Jackson’s most surprising act was his vigorous defense of Secretary of War John Eaton’s marriage to a woman whom many said had been a prostitute. Jackson once fought a duel when his wife’s honor was impugned and this probably played a role in his defense of Peggy Eaton. Whether or not it was intended, this seldom remembered event is viewed by suffrage scholars as a trigger for the women’s rights movement.
Tyler wore his proslavery sentiments on his sleeve and was obsessed by desire to annex Texas. He was able to ramrod an annexation resolution in 1844 but, predictably, Congress failed to ratify it. (His more skillful successor, James Polk, used a political ploy to annex Texas in December of 1845.) Tyler did himself no favors when Rhode Island underwent a popular democracy upsurge during 1841-42 called the Dorr Rebellion. Tyler considered sending federal troops, but backed down when it appeared to Northerners he was anti-worker and to Southerners that such matters should be disposed of by states.
Tyler had a penchant for making enemies rather than building alliances. He didn’t do much to reverse the course of the Panic of 1837 either. His one triumph came in 1843 when the Webster-Ashburton Treaty amicably settled a border dispute between Maine and Canada, though Secretary of State Daniel Webster soon resigned with the rest of the Cabinet when he grew disgusted by Tyler’s antics. Democrats never considered nominating Tyler in 1844, though he had left the Whigs and was the incumbent president. By trying to go solo, Tyler found himself alone.
Tyler s ranked #37 and very few would argue he deserves better.

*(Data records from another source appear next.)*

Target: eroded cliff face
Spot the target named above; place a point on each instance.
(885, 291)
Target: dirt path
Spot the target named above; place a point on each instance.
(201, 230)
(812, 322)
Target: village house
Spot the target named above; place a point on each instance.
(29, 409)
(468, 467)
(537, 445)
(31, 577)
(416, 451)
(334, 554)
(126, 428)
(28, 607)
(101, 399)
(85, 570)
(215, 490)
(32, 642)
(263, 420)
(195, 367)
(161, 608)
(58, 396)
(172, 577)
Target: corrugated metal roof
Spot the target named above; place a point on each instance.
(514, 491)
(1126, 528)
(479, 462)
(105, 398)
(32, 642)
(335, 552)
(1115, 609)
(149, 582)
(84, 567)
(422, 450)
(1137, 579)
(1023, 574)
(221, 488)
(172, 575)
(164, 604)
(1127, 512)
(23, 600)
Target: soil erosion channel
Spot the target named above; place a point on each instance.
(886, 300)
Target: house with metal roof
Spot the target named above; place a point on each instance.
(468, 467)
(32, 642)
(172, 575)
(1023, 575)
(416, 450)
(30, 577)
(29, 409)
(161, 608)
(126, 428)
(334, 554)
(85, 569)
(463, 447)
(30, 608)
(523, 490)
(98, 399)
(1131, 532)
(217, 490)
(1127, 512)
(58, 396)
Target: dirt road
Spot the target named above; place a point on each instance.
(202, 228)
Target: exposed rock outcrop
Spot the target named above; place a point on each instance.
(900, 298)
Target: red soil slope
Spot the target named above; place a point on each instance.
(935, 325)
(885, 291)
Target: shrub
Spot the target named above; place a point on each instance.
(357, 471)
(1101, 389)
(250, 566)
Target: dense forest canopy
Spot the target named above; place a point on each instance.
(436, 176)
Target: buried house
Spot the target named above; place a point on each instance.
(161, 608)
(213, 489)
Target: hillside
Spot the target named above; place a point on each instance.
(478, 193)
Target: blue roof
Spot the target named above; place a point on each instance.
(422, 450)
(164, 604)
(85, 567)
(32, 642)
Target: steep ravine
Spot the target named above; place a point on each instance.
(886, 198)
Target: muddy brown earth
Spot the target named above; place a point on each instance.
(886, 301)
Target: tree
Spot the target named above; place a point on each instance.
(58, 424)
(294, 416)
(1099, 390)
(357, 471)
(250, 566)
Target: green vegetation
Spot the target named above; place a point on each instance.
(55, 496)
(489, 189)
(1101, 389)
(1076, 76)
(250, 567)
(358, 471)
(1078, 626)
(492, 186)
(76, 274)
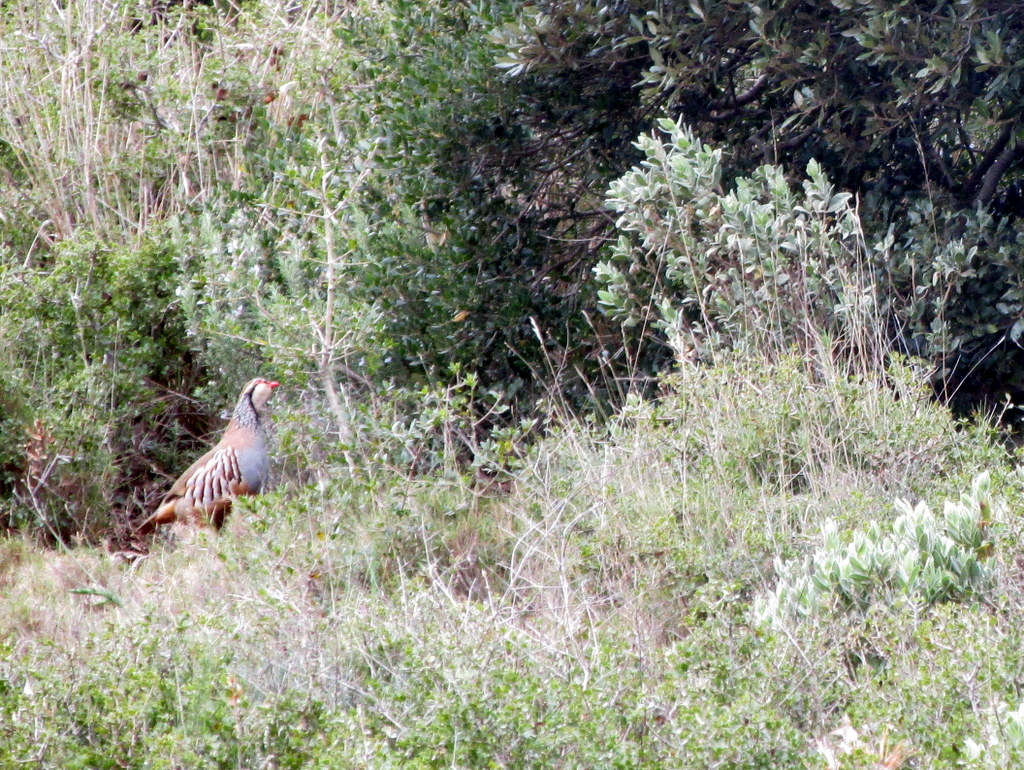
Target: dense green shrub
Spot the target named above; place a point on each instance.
(926, 558)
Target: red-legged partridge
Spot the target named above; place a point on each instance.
(238, 465)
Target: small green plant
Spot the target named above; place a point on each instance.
(756, 265)
(924, 557)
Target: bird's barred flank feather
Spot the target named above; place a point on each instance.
(238, 465)
(216, 480)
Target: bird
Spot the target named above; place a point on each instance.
(238, 465)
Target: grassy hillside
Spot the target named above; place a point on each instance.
(784, 553)
(606, 610)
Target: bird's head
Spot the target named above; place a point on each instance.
(259, 391)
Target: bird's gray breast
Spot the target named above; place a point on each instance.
(254, 466)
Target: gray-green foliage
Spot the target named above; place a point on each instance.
(921, 556)
(750, 263)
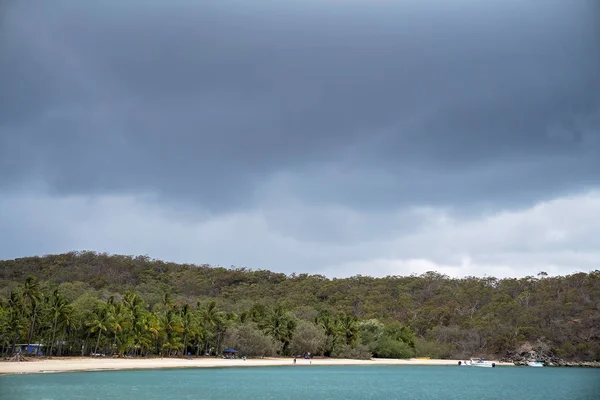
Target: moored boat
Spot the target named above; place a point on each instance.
(480, 362)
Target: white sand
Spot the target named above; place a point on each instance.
(113, 364)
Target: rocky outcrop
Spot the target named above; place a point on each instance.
(549, 360)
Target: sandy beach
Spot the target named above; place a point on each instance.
(115, 364)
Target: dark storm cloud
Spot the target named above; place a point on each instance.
(365, 103)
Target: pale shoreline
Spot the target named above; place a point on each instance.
(80, 364)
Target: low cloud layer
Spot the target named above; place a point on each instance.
(319, 136)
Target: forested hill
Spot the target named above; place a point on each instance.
(430, 314)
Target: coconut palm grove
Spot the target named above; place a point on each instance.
(87, 303)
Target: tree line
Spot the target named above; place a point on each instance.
(83, 303)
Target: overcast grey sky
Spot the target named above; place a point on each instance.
(336, 137)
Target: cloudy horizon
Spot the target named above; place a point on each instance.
(325, 137)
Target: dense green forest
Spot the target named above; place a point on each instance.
(83, 303)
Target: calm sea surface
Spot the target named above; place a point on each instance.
(308, 382)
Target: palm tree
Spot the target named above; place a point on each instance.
(348, 327)
(31, 294)
(172, 326)
(280, 325)
(211, 318)
(187, 325)
(99, 323)
(58, 309)
(327, 322)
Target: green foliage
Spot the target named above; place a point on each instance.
(356, 351)
(432, 349)
(250, 341)
(83, 302)
(388, 347)
(308, 338)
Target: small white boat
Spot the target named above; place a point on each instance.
(480, 362)
(535, 364)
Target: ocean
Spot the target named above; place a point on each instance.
(310, 382)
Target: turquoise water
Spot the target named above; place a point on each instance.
(310, 382)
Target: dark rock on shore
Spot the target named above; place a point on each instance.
(549, 360)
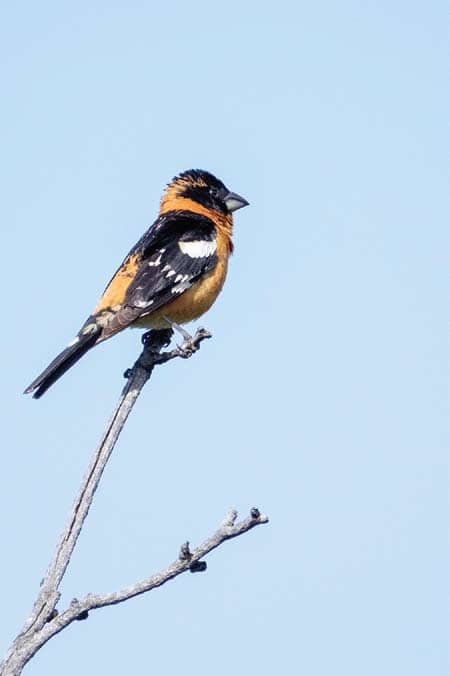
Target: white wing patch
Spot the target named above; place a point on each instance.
(201, 248)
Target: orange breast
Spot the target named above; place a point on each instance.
(196, 300)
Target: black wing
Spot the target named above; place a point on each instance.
(177, 251)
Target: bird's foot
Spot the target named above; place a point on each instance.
(191, 344)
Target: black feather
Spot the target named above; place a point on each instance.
(62, 363)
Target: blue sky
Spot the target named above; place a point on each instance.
(322, 397)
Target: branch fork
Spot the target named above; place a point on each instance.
(45, 620)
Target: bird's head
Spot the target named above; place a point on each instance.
(202, 188)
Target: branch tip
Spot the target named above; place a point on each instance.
(230, 518)
(198, 566)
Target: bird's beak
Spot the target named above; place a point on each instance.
(233, 201)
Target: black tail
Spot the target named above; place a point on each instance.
(62, 363)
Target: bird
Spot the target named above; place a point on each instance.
(171, 276)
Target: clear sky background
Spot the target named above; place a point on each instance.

Jackson, though, is currently ranked # 8. I disagree rather vehemently, though I’d certainly concede that his was an important presidency.
In my estimation, Jackson’s reputation is inflated by his personal popularity, his influence over the Democratic Party, and his role in evolving negative state ideals. These were significant, but wisdom is another matter. For instance, economic historians now blame Jackson’s battle with the B.U.S. for precipitating the Panic of 1837. He issued an 1836 executive order on specie that led to a bank run. In his day, property loans were rare and land was purchased by cash; banks simply ran out of money. The Panic of 1837 was long and deep—lingering into Tyler’s term.
Jackson’s intransigent defense of slavery was such that it became imaginable that the North and South were psychically different nations before they became so politically. One could/should date the coming of the Civil War from Jackson’s ascension to the White House. Let’s not forget that he appointed Roger Taney as Chief Justice of the SCOTUS; Taney wrote the majority opinion in the 1857 Dred Scott decision that unleashed the hounds of war. For deeds rather than impressions, Jackson deserves a much lower ranking.